Spikes up from extreme rains  in a big enough area to get the market bulled up, well after the crop has been planted happen every few years but they NEVER last(other than Summer 1993 type flooding) and are almost impossible to time.


However, most of the time, the real spike up happens during the course of the extreme event and that hasn't happened yet......only the forecast for the potential for it happening in a very oversold market providing the ideal set up for the spike up.

Its impossible to know how extreme the rains will get. For sure some places will get too much rain......a large area in fact in a key producing location.

 If a significant event were to happen, it would proceed sort of like this............


A large area of organized tstorms that is something like 200 miles long and 25 miles wide might take place within a very powerful, self sustaining and stalled out atmospheric dynamical field that results in training/repeating storms that keep that area under the gun for 8-12 hours straight, with rainfall rates in excess of 2 inches/hour in some locations.

At the end of the event, over a foot of rain has fallen in maybe half a dozen counties. Let's say that was in Central IL this time.

No way the market would not have a vicious spike up during the event....if it was open.

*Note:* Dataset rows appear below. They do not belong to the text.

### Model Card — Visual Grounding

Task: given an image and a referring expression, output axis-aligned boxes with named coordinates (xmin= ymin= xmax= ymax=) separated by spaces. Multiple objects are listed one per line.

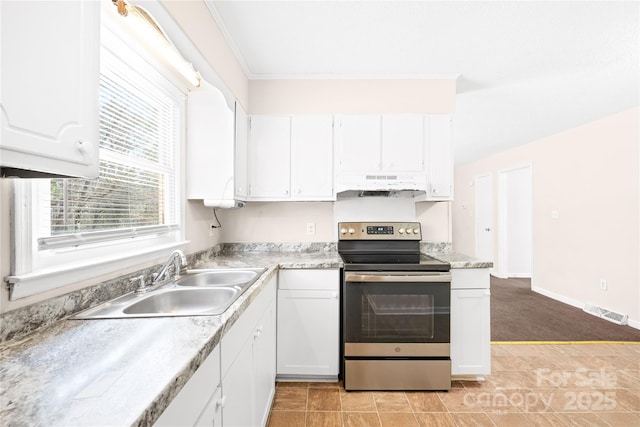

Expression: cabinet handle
xmin=216 ymin=396 xmax=227 ymax=408
xmin=253 ymin=325 xmax=262 ymax=338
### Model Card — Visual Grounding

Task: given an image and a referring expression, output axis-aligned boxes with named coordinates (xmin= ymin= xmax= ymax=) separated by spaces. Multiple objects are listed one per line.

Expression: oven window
xmin=344 ymin=282 xmax=450 ymax=343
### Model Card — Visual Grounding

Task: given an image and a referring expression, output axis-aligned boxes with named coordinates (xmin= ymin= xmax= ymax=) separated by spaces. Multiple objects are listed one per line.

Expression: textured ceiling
xmin=207 ymin=0 xmax=640 ymax=164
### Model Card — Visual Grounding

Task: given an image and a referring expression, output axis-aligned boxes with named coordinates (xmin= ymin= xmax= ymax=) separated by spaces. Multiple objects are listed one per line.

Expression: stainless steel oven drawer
xmin=344 ymin=359 xmax=451 ymax=390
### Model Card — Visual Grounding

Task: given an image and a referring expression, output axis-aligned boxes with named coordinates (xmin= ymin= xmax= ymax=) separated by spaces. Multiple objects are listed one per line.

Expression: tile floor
xmin=268 ymin=343 xmax=640 ymax=427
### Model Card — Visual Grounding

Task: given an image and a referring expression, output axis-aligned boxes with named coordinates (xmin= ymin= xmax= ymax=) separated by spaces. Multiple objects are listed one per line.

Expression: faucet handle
xmin=129 ymin=274 xmax=146 ymax=291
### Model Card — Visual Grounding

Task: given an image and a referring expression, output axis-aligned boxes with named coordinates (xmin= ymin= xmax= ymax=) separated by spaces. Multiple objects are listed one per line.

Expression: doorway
xmin=475 ymin=174 xmax=494 ymax=261
xmin=498 ymin=165 xmax=533 ymax=278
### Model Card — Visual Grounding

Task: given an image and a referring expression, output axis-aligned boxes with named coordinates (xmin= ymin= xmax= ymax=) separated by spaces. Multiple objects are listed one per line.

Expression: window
xmin=10 ymin=21 xmax=187 ymax=299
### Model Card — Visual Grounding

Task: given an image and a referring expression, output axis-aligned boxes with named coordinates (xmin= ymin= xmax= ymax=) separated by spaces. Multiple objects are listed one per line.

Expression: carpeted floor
xmin=491 ymin=276 xmax=640 ymax=341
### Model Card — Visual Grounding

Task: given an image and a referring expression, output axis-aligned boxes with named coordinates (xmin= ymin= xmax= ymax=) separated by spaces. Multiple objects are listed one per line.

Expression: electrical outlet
xmin=307 ymin=222 xmax=316 ymax=235
xmin=600 ymin=279 xmax=607 ymax=291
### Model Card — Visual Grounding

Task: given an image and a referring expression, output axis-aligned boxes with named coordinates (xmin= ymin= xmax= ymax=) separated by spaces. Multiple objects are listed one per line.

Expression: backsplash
xmin=0 ymin=242 xmax=452 ymax=343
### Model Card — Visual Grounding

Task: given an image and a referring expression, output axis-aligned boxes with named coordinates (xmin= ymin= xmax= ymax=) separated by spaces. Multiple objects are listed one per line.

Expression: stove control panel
xmin=338 ymin=222 xmax=422 ymax=240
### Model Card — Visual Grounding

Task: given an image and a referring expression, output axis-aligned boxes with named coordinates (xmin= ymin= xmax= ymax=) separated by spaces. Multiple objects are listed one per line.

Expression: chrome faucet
xmin=135 ymin=250 xmax=187 ymax=294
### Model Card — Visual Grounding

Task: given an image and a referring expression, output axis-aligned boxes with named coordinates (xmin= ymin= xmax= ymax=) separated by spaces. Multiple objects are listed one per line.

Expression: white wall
xmin=249 ymin=79 xmax=456 ymax=114
xmin=218 ymin=198 xmax=451 ymax=243
xmin=452 ymin=108 xmax=640 ymax=328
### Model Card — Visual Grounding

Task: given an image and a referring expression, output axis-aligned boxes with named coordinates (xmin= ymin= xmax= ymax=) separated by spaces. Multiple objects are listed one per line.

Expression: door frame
xmin=474 ymin=172 xmax=496 ymax=272
xmin=496 ymin=162 xmax=534 ymax=282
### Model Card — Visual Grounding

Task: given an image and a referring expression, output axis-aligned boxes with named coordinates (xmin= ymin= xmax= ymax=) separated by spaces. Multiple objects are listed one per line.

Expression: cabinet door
xmin=186 ymin=81 xmax=234 ymax=201
xmin=253 ymin=300 xmax=276 ymax=426
xmin=154 ymin=346 xmax=220 ymax=427
xmin=0 ymin=0 xmax=100 ymax=178
xmin=277 ymin=290 xmax=340 ymax=377
xmin=451 ymin=289 xmax=491 ymax=375
xmin=194 ymin=387 xmax=224 ymax=427
xmin=382 ymin=114 xmax=425 ymax=172
xmin=234 ymin=101 xmax=249 ymax=200
xmin=335 ymin=115 xmax=382 ymax=173
xmin=291 ymin=116 xmax=333 ymax=200
xmin=428 ymin=114 xmax=453 ymax=199
xmin=249 ymin=116 xmax=291 ymax=199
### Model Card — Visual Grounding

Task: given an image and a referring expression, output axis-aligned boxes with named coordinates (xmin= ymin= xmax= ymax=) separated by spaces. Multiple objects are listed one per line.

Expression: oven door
xmin=343 ymin=271 xmax=451 ymax=357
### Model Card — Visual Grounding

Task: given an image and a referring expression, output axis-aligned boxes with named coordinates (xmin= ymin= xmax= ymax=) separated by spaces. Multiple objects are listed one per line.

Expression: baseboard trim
xmin=531 ymin=284 xmax=640 ymax=329
xmin=491 ymin=341 xmax=640 ymax=345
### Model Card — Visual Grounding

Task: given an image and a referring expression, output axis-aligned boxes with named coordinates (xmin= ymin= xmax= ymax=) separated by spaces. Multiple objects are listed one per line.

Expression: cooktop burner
xmin=338 ymin=222 xmax=450 ymax=271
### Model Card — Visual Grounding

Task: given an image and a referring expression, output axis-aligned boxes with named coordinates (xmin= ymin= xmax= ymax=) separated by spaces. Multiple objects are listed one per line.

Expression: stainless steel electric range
xmin=338 ymin=222 xmax=451 ymax=390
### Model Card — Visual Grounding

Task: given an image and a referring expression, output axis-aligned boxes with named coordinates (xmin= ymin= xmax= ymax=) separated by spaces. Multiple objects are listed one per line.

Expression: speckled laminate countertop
xmin=427 ymin=252 xmax=493 ymax=268
xmin=0 ymin=252 xmax=341 ymax=426
xmin=0 ymin=250 xmax=484 ymax=426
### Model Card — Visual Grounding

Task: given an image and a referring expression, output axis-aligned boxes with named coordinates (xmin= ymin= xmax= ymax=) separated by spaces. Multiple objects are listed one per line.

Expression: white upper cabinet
xmin=291 ymin=116 xmax=333 ymax=200
xmin=186 ymin=81 xmax=234 ymax=203
xmin=0 ymin=0 xmax=100 ymax=178
xmin=381 ymin=114 xmax=425 ymax=172
xmin=425 ymin=114 xmax=453 ymax=200
xmin=234 ymin=101 xmax=249 ymax=200
xmin=249 ymin=116 xmax=291 ymax=199
xmin=335 ymin=115 xmax=382 ymax=173
xmin=336 ymin=114 xmax=425 ymax=174
xmin=248 ymin=115 xmax=333 ymax=201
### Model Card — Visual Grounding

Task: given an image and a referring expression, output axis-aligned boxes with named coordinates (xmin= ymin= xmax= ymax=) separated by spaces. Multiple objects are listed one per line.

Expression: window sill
xmin=5 ymin=241 xmax=188 ymax=301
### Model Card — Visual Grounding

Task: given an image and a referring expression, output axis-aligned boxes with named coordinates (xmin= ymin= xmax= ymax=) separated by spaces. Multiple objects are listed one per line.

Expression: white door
xmin=475 ymin=175 xmax=493 ymax=261
xmin=382 ymin=114 xmax=425 ymax=173
xmin=499 ymin=165 xmax=533 ymax=277
xmin=249 ymin=116 xmax=291 ymax=199
xmin=335 ymin=115 xmax=382 ymax=173
xmin=277 ymin=290 xmax=340 ymax=377
xmin=233 ymin=102 xmax=249 ymax=200
xmin=291 ymin=115 xmax=333 ymax=200
xmin=0 ymin=1 xmax=100 ymax=178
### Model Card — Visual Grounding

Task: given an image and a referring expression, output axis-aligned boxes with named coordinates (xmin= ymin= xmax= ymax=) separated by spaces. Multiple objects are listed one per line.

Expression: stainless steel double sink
xmin=72 ymin=268 xmax=266 ymax=319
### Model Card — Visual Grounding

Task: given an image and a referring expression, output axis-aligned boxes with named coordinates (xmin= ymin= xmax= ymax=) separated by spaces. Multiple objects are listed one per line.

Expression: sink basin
xmin=71 ymin=268 xmax=266 ymax=319
xmin=122 ymin=287 xmax=240 ymax=315
xmin=176 ymin=269 xmax=264 ymax=286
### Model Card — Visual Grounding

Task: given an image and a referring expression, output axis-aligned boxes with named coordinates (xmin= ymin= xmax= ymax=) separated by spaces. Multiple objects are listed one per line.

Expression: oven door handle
xmin=344 ymin=272 xmax=451 ymax=283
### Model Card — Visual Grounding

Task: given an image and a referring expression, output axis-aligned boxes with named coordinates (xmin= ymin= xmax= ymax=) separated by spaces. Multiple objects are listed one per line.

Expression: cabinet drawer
xmin=278 ymin=269 xmax=340 ymax=292
xmin=451 ymin=268 xmax=490 ymax=289
xmin=221 ymin=276 xmax=276 ymax=377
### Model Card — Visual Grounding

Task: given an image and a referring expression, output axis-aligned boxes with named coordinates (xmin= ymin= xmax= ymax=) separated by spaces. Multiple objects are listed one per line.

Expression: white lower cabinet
xmin=451 ymin=268 xmax=491 ymax=375
xmin=277 ymin=269 xmax=340 ymax=380
xmin=154 ymin=346 xmax=223 ymax=427
xmin=221 ymin=277 xmax=277 ymax=427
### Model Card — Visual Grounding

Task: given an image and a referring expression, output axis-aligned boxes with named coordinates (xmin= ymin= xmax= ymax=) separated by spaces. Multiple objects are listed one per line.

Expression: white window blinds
xmin=38 ymin=42 xmax=183 ymax=250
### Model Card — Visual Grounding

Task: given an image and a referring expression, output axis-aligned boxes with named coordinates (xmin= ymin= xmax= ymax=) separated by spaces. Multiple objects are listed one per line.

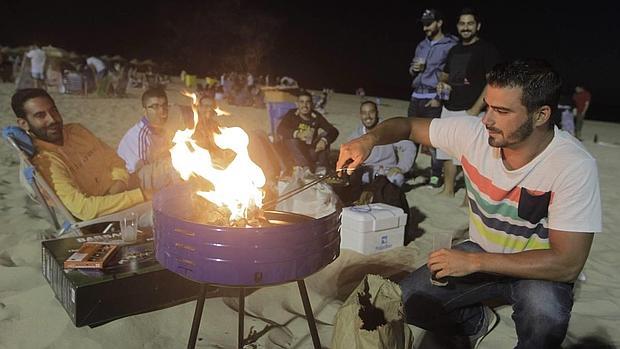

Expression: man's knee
xmin=514 ymin=280 xmax=573 ymax=336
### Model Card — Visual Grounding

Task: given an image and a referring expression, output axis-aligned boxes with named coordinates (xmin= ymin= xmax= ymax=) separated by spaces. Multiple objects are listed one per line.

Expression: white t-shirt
xmin=26 ymin=48 xmax=45 ymax=74
xmin=430 ymin=117 xmax=602 ymax=253
xmin=86 ymin=57 xmax=105 ymax=73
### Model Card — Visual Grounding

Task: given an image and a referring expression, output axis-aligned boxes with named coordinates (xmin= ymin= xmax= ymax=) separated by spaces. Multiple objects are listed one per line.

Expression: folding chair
xmin=2 ymin=126 xmax=152 ymax=237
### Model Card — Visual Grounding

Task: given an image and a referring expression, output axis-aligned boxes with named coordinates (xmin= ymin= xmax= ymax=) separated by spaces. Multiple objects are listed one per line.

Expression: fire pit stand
xmin=153 ymin=185 xmax=340 ymax=349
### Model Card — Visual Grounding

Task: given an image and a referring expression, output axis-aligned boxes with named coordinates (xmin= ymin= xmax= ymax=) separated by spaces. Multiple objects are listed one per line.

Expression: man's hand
xmin=107 ymin=181 xmax=127 ymax=195
xmin=314 ymin=138 xmax=327 ymax=153
xmin=336 ymin=133 xmax=376 ymax=174
xmin=424 ymin=98 xmax=441 ymax=108
xmin=387 ymin=167 xmax=403 ymax=177
xmin=427 ymin=248 xmax=479 ymax=279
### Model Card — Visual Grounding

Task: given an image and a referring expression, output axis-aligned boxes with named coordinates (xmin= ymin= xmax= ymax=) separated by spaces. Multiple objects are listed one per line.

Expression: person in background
xmin=11 ymin=89 xmax=149 ymax=220
xmin=117 ymin=87 xmax=171 ymax=173
xmin=24 ymin=43 xmax=46 ymax=88
xmin=336 ymin=60 xmax=602 ymax=349
xmin=349 ymin=101 xmax=416 ymax=187
xmin=407 ymin=9 xmax=458 ymax=188
xmin=573 ymin=85 xmax=592 ymax=141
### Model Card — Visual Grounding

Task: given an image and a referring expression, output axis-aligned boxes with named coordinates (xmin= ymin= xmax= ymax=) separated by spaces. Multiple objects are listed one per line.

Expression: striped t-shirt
xmin=430 ymin=117 xmax=602 ymax=253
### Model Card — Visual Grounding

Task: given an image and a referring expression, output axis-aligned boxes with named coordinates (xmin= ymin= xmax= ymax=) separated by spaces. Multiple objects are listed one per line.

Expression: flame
xmin=170 ymin=92 xmax=265 ymax=221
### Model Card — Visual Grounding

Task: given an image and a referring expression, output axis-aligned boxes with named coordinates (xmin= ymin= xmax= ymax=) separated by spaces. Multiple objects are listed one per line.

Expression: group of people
xmin=6 ymin=9 xmax=602 ymax=348
xmin=407 ymin=8 xmax=591 ymax=196
xmin=336 ymin=9 xmax=602 ymax=348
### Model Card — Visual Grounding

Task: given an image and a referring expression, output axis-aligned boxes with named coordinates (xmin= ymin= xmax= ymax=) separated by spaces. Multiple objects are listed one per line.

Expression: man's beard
xmin=29 ymin=121 xmax=63 ymax=144
xmin=489 ymin=116 xmax=534 ymax=148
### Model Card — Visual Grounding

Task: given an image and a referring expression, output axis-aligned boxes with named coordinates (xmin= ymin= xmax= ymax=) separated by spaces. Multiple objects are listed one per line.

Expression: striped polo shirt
xmin=430 ymin=116 xmax=602 ymax=253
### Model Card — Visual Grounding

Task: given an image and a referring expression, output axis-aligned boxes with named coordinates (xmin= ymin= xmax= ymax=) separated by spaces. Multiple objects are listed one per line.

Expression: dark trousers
xmin=407 ymin=97 xmax=443 ymax=177
xmin=282 ymin=139 xmax=329 ymax=172
xmin=400 ymin=241 xmax=573 ymax=348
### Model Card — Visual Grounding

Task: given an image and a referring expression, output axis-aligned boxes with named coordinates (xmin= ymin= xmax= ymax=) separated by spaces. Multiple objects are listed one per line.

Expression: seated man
xmin=337 ymin=60 xmax=602 ymax=348
xmin=349 ymin=101 xmax=416 ymax=187
xmin=117 ymin=87 xmax=171 ymax=173
xmin=11 ymin=89 xmax=145 ymax=220
xmin=276 ymin=92 xmax=338 ymax=171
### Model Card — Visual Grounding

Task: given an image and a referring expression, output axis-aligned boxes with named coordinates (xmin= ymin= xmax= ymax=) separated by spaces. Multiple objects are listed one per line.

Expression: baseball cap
xmin=420 ymin=8 xmax=443 ymax=25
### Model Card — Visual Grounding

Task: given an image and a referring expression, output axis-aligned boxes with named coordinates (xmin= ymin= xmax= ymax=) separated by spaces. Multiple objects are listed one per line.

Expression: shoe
xmin=428 ymin=176 xmax=439 ymax=188
xmin=469 ymin=305 xmax=499 ymax=349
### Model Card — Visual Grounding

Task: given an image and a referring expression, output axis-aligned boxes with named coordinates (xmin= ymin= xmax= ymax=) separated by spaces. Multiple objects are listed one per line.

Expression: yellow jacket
xmin=32 ymin=124 xmax=144 ymax=220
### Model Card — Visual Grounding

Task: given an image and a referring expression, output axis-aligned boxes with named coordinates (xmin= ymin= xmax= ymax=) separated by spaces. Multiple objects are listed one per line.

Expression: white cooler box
xmin=340 ymin=203 xmax=407 ymax=254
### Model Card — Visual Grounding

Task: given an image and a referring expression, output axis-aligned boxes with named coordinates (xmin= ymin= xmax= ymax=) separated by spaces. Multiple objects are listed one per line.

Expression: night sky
xmin=0 ymin=0 xmax=620 ymax=122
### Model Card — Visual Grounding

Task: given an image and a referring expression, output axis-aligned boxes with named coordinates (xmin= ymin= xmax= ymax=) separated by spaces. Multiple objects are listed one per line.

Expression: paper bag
xmin=332 ymin=275 xmax=413 ymax=349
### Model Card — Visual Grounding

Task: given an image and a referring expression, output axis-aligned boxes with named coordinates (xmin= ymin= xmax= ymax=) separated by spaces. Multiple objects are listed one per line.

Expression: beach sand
xmin=0 ymin=80 xmax=620 ymax=349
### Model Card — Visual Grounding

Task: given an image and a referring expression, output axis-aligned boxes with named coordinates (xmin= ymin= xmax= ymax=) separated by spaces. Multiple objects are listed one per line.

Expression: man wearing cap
xmin=437 ymin=8 xmax=499 ymax=197
xmin=407 ymin=9 xmax=458 ymax=187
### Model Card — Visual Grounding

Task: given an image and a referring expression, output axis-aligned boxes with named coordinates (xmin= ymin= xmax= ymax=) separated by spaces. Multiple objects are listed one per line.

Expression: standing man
xmin=337 ymin=60 xmax=602 ymax=348
xmin=407 ymin=9 xmax=458 ymax=187
xmin=11 ymin=88 xmax=148 ymax=220
xmin=573 ymin=86 xmax=592 ymax=141
xmin=276 ymin=91 xmax=339 ymax=172
xmin=24 ymin=43 xmax=46 ymax=88
xmin=437 ymin=8 xmax=499 ymax=197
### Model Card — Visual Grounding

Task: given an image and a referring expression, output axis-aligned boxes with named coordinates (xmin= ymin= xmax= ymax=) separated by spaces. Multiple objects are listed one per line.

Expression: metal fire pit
xmin=153 ymin=185 xmax=340 ymax=348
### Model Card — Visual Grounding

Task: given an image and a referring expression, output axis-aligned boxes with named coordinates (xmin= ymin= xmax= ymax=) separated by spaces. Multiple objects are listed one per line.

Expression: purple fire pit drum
xmin=153 ymin=185 xmax=340 ymax=287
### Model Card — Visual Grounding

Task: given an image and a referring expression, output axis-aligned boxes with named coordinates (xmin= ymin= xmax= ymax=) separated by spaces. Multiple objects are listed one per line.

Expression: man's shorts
xmin=437 ymin=107 xmax=471 ymax=166
xmin=30 ymin=71 xmax=43 ymax=80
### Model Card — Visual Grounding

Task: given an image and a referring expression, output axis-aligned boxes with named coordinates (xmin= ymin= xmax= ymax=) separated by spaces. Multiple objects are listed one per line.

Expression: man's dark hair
xmin=459 ymin=7 xmax=482 ymax=23
xmin=11 ymin=88 xmax=56 ymax=119
xmin=297 ymin=90 xmax=312 ymax=99
xmin=360 ymin=101 xmax=379 ymax=112
xmin=487 ymin=59 xmax=562 ymax=123
xmin=142 ymin=86 xmax=168 ymax=108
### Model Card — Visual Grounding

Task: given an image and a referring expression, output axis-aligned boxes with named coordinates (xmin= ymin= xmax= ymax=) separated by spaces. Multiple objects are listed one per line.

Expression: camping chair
xmin=2 ymin=126 xmax=152 ymax=237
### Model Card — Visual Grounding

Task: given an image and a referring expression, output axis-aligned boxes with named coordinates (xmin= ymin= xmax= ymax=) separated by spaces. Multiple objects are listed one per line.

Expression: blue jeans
xmin=400 ymin=241 xmax=573 ymax=348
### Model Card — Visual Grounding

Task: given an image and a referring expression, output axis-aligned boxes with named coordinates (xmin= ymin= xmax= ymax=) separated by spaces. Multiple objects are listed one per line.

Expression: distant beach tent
xmin=110 ymin=55 xmax=127 ymax=62
xmin=138 ymin=59 xmax=157 ymax=67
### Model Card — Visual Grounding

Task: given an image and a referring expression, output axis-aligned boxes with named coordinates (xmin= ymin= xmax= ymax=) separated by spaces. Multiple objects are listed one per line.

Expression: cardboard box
xmin=41 ymin=228 xmax=200 ymax=327
xmin=340 ymin=203 xmax=407 ymax=255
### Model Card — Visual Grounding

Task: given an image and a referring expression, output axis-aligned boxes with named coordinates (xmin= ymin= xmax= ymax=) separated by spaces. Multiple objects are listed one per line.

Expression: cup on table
xmin=431 ymin=232 xmax=452 ymax=286
xmin=121 ymin=212 xmax=138 ymax=242
xmin=412 ymin=57 xmax=426 ymax=72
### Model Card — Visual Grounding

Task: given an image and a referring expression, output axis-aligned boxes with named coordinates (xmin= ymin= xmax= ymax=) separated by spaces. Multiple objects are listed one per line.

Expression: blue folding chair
xmin=2 ymin=126 xmax=152 ymax=237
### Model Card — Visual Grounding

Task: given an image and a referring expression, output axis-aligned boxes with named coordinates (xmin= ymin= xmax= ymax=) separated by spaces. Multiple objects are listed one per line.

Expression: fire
xmin=213 ymin=107 xmax=230 ymax=116
xmin=170 ymin=93 xmax=265 ymax=222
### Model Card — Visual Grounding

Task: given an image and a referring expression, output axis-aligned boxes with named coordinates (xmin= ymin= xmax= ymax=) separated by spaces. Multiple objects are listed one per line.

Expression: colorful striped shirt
xmin=116 ymin=117 xmax=169 ymax=173
xmin=430 ymin=117 xmax=602 ymax=253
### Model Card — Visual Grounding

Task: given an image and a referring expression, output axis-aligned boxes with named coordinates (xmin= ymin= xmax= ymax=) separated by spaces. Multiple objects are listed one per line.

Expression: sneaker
xmin=469 ymin=305 xmax=499 ymax=349
xmin=428 ymin=176 xmax=439 ymax=188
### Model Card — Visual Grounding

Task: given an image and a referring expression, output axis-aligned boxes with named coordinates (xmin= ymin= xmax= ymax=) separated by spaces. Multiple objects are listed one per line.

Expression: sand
xmin=0 ymin=80 xmax=620 ymax=349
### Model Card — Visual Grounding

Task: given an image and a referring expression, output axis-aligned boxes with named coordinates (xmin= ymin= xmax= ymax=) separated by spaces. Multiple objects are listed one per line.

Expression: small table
xmin=41 ymin=227 xmax=201 ymax=327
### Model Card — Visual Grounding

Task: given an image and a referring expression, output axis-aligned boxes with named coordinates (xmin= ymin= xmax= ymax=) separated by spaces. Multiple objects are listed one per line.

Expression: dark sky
xmin=0 ymin=0 xmax=620 ymax=121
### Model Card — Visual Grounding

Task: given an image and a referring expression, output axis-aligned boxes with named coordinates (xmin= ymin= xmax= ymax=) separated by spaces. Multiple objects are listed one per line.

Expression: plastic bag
xmin=332 ymin=275 xmax=413 ymax=349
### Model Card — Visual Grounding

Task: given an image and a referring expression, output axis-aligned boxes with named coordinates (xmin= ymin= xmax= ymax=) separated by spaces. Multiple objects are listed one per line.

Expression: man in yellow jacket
xmin=11 ymin=89 xmax=145 ymax=220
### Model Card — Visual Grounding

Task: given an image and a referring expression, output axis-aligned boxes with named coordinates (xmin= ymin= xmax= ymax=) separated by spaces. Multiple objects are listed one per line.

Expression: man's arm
xmin=428 ymin=229 xmax=594 ymax=282
xmin=336 ymin=117 xmax=432 ymax=169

But its impossible to predict this ahead of time with accuracy. You only know that its going to happen, to that extreme, when its already underway/several inches of rain have already fallen and the conditions are clearly going to remain exactly the same for at least several more hours.


That's when the price takes off like a rocket when we have such bullish fundamentals right now. Beans could spike up 50c, down 20c, then up $1 before the knee jerk spike peaks..... if the rains were at extreme as the hypothetical above.


This is absolutely NOT the forecast. This is only the outside potential that is POSSIBLE with a weather situation we have right now.

After a rare, 1 day extreme  rain event of that magnitude  ends, then the market will spike up and down based on tremendous uncertainty about the actual damage.

Reports will be all over the place.

Local streams coming way out of their banks could wipe out crops and be a story that causes a spike.


In the end, most of these situations don't cause huge production losses but these would be taking place in a key area that is in good shape and we are counting on because of the damage and lower yields we know will happen in the northwest belt.


This is only an exercise in pure speculation not to be confused with my actual forecast.